Elizabeth Morris - hands on in the field

This item first appeared in 2007

Event review: Arctic science

At a Cambridge and Great Eastern regional meeting Professor Elizabeth Morris OBE, gave a fascinating and topical talk: ‘Arctic Science in the International Polar Year 2007/8’. With an audience of over 70 people, Morris spoke of the damaging effects that pollution from CFCs and the burning of fossil fuels have already had and will continue to have on the Arctic.

As a senior associate of the Scott Polar Research Institute of Cambridge University and a visiting professor at the University of Reading, Morris explained in detail how the size of the Arctic’s frozen mass has been rapidly shrinking due to global warming and an increase in glacial melting right across its surface. She then expanded on the effects of Arctic fresh water ice melting into the sea, explaining how it is impacting tidal f lows and diluting the sea’s salinity levels, thereby altering ecosystems and weather systems.

‘Even though we are experiencing the cooler La Niña climate cycle, we have still recorded five record temperatures in the past two years.

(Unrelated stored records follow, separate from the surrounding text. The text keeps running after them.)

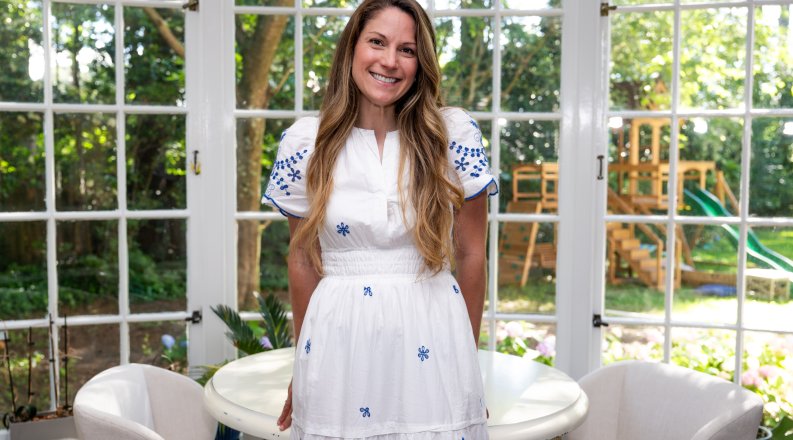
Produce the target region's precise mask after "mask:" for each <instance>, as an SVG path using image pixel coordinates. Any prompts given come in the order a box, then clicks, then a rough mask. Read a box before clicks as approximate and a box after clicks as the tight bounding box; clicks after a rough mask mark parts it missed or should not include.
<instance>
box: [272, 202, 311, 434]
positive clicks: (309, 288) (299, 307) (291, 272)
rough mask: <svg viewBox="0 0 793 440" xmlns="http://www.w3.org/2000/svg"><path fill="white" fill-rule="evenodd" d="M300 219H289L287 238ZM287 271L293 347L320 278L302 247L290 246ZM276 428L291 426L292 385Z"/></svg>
mask: <svg viewBox="0 0 793 440" xmlns="http://www.w3.org/2000/svg"><path fill="white" fill-rule="evenodd" d="M300 222H301V219H299V218H295V217H289V237H290V238H294V236H295V231H296V230H297V227H298V225H300ZM287 270H288V272H289V274H288V276H289V299H290V301H291V302H292V323H293V324H294V326H295V330H294V335H295V345H297V343H298V341H299V340H300V329H301V328H302V327H303V318H305V316H306V309H308V302H309V300H311V294H312V293H313V292H314V289H316V287H317V284H319V280H320V276H319V274H318V273H317V271H316V270H315V269H314V266H312V265H311V260H310V259H309V258H308V255H307V254H306V252H305V249H304V248H303V247H302V246H292V248H291V249H290V250H289V256H288V257H287ZM277 423H278V428H279V429H281V431H283V430H285V429H287V428H289V427H290V426H291V425H292V383H291V382H290V383H289V389H288V390H287V397H286V402H284V409H283V410H281V416H280V417H278V422H277Z"/></svg>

As we move from La Niña to the warmer El Niño, Morris predicted record temperatures across the globe.’

Morris alluded to the faint hope that the increased levels of snow precipitation that would ordinarily arise from raised temperatures due to global warming, may actually slow down the rate of change in the Arctic. The reduction in ice in the Arctic has had more than just environmental consequences, and Morris’ presentation described how politics and economics have also been affected, with governments now looking closer than ever at the ownership rights of the Arctic passage and its potential for natural resources and shipping routes.

This talk covered many issues close to the heart of the general public and scientists alike. It also proved that the right topic will draw in the crowds and that science discussion in the regions, represented by SCI’s Regional Groups, is still strong, relevant and well supported.